Bauer und Arbeiter ('Peasant and Worker') was a German-language communist newspaper published in Baku in 1924. The newspaper was launched in July 1924. It was the organ of the German Section of the Central Committee of the Communist Party (bolshevik) of Azerbaijan. The newspaper was published weekly. A. A. Erfurt served as the editor of Bauer und Arbeiter. Its editorial board consisted of reporters and other staff members of the newspaper.

==History==
In March 1924 the Central Secretariat of the Communist Party (bolshevik) of Azerbaijan instructed its German Section to set up a publication to be distributed amongst German colonists. But the preparations for the setting up of a German-language newspaper in the Caucasus were marred by difficulties. There was a lack of skilled German-speaking staff and German Gothic fonts had to be purchased from Georgia and Ganja. Between March and April 1924 a publication called 'Rote Bauer' ('Red Peasant') was circulated amongst German colonists, but its circulation was limited to a hundred copies. Moreover, it only covered rural issues. Bauer und Arbeiter on the other hand became a regular newspaper covering both urban and rural issues.

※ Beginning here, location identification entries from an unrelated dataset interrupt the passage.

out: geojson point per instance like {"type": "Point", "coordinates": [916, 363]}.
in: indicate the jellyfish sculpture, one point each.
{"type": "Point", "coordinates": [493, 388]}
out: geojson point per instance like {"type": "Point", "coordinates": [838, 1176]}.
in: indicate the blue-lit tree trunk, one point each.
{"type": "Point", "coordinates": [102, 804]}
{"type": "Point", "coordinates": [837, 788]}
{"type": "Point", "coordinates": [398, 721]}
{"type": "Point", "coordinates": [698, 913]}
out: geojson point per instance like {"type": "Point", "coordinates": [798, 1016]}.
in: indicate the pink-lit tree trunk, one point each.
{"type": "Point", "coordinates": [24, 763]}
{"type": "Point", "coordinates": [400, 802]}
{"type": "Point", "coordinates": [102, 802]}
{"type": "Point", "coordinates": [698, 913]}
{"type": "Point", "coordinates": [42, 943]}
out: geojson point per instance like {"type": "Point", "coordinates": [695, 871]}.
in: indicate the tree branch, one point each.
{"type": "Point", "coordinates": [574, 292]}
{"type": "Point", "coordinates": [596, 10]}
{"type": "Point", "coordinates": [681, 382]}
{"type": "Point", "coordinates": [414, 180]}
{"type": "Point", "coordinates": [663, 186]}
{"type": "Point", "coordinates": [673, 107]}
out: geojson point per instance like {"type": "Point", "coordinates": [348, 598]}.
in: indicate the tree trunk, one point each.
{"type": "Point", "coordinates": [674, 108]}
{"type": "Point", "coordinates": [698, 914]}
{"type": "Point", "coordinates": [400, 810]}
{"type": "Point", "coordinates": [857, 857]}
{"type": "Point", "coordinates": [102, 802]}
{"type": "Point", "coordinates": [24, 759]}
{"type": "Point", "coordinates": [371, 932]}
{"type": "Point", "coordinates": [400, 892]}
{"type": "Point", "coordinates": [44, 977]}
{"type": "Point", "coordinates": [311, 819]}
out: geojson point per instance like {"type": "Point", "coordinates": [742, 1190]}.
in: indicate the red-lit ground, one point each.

Bauer und Arbeiter was a significant feature in the organizing of ideological work amongst the German population in the Transcaucasian Socialist Federative Soviet Republic. It covered domestic, economic and cultural issues of the urban and rural German population of Azerbaijan and Georgia. For its material the newspaper relied on workers and peasant correspondents (8 workers correspondents in Baku, 3 in Tiflis, 15 peasant correspondents in rural Azerbaijan, 7 in Georgia). The focus of the newspaper was more directed towards household and day-to-day issues than politics and was characterized by a balanced tone, a fact that made it popular amongst German colonists.

During its initial phase, Bauer und Arbeiter had circulation of around 2,200. Most of the printed copies were distributed amongst Germans in Baku and German colonists in Azerbaijan, and a lesser number in Georgia and amongst Moscow-based institutions. An editorial office was opened in Tiflis, managed by the German Section of the Communist Party (bolshevik) of Georgia.

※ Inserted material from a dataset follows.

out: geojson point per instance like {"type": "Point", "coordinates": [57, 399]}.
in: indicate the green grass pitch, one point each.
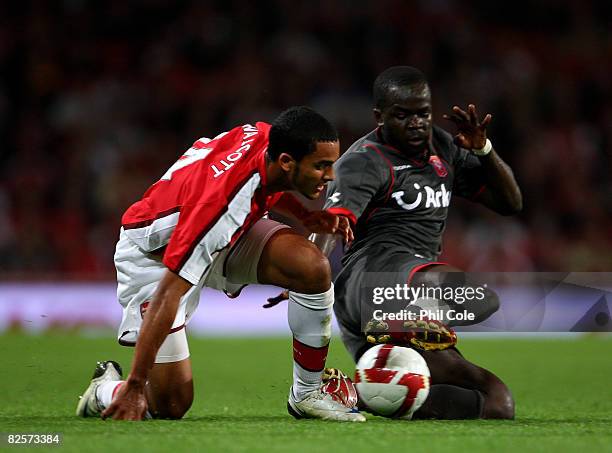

Initially, the lack of a printing press of its own limited the expansion of the newspaper. It was printed at the Poligraftresta publishing company, and there were frequent delays. In September 1924 a private publishing company named 'Bauer und Arbeiter' was set up in Baku by Erfurt, P. Kulfeldt and Schoenberg, with the stated goal of printing material for the German Section of the Communist Party.

Whilst the newspaper was rapidly gaining readership during its short lifespan, Bauer und Arbeiter was promptly closed down on 5 November 1924.